No 6º e no 7º anos do Liceu (actualmente são o 10º e o 11º anos dos estudos secundários), ficámos sempre em quarto lugar nos torneios de futebol de salão, que eram longos e competitivos. Nunca os ganhámos? Não, nunca.
Por essa altura, para quem não se lembre, os "Cracks de Lamego" tinham sido campeões nacionais de juvenis, em futebol de onze. Ou seria de juniores?
Penso que eram juvenis, a memória escorre pior de muito longe - mas escorre.
O Mário João era guarda-redes duma das turmas que batemos sempre. Era dos "Cracks". O João Gaio só foi depois, e também já morreu. Nesse jogo era o Mário João, jogo renhido, era de tarde, a bola estava meio vazia, chutei de biqueirada, 1-0. Jogava nessa equipa o Rui Palhuço, uma habilidade eterna - mas muita, mesmo assim - para a desgraça.
O Amadeu também jogava à bola. Esse também era dos "Cracks", mas jogava noutra equipa, noutra turma, mais forte, a que ganhava sempre, a que tinha o Chico Caride (também já morreu, também ele novo, como o Guerra), que jogava a titular no Sporting de Lamego, geralmente a seis, e chegou a jogar, depois, no Sport Clube da Régua. A seis também.
Boa equipa, essa, a deles. A do futebol de salão. Eliminou-nos sempre nas meias-finais, dois anos seguidos. Eram bons, muito fortes. Também lá jogava o Agostinho, um tipo muito duro e alto, mistura de Pepe e Fernando Meira, também penso que já morreu, nunca mais soube dele senão o facto de me contarem, há dias, esta hipótese de morte.
Isto é sobre bola, de maneira que vos conto apenas uma jogada fabulosa, vista ao menos por mim. E, se calhar, pelo Guerra.
O Guerra saiu a jogar e entrou pelo meio dos dois da frente do quadrado deles. Jogava-se assim, como no hóquei, em quadrado; e não era fácil entrar lá.

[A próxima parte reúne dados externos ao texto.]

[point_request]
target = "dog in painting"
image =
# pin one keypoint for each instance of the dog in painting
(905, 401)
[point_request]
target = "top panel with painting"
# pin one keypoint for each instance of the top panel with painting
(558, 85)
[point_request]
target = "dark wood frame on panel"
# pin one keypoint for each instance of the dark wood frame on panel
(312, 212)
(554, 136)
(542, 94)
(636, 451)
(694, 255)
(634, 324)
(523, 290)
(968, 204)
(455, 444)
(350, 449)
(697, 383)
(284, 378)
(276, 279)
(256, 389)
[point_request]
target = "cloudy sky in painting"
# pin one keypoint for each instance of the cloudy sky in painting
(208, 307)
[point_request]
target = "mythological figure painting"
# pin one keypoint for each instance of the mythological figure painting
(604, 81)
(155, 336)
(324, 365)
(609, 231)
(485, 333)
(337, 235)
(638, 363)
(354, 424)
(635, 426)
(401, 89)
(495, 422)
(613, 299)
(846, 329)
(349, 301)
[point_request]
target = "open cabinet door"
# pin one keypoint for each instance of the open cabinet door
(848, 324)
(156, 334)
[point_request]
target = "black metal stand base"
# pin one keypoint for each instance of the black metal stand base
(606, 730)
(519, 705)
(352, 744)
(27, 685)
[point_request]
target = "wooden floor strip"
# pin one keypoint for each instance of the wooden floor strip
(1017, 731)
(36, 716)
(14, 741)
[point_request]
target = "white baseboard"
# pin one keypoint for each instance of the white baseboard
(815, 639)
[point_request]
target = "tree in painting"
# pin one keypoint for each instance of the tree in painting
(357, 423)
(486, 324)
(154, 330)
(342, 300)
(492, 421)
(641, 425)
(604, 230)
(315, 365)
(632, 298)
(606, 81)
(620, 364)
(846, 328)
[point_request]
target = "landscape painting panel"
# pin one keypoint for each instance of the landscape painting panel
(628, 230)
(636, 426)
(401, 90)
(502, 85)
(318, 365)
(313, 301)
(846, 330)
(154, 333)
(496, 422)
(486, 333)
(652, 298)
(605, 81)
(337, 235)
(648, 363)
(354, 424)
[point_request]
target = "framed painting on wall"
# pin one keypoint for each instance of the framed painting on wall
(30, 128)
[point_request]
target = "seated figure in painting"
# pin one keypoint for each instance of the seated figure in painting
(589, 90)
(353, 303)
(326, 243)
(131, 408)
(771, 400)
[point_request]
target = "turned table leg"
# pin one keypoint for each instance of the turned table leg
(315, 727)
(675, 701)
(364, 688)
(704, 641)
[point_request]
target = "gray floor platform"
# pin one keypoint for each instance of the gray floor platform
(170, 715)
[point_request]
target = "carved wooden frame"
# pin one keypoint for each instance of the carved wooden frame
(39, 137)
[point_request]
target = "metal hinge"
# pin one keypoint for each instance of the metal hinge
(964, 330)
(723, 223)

Aliás, era no tempo em que a bola não se podia sequer levantar muito, nem sequer se podia jogar de cabeça, era logo falta. O Guerra entrou bem e eu descaí para a direita, para o lado do pavilhão que não tinha bancada, ainda hoje é assim, não tem bancada daquele lado, só parede; o rapaz que me devia fechar à esquerda dele, direita minha, decidiu ir ao Guerra, que vinha só e avançou, depois de me dar a bola. Bola que lhe devolvi, num toque só, para a nossa meia direita, para a frente dele, num gesto impecável.
O Guerra chutou de primeira, à barra.
O Guerra não morreu por isso, foi por outras coisas, mas merecia aquele golo. E eu também, que lho quis dar e, pensando bem, lho dei.
Mas morreu muita gente entretanto.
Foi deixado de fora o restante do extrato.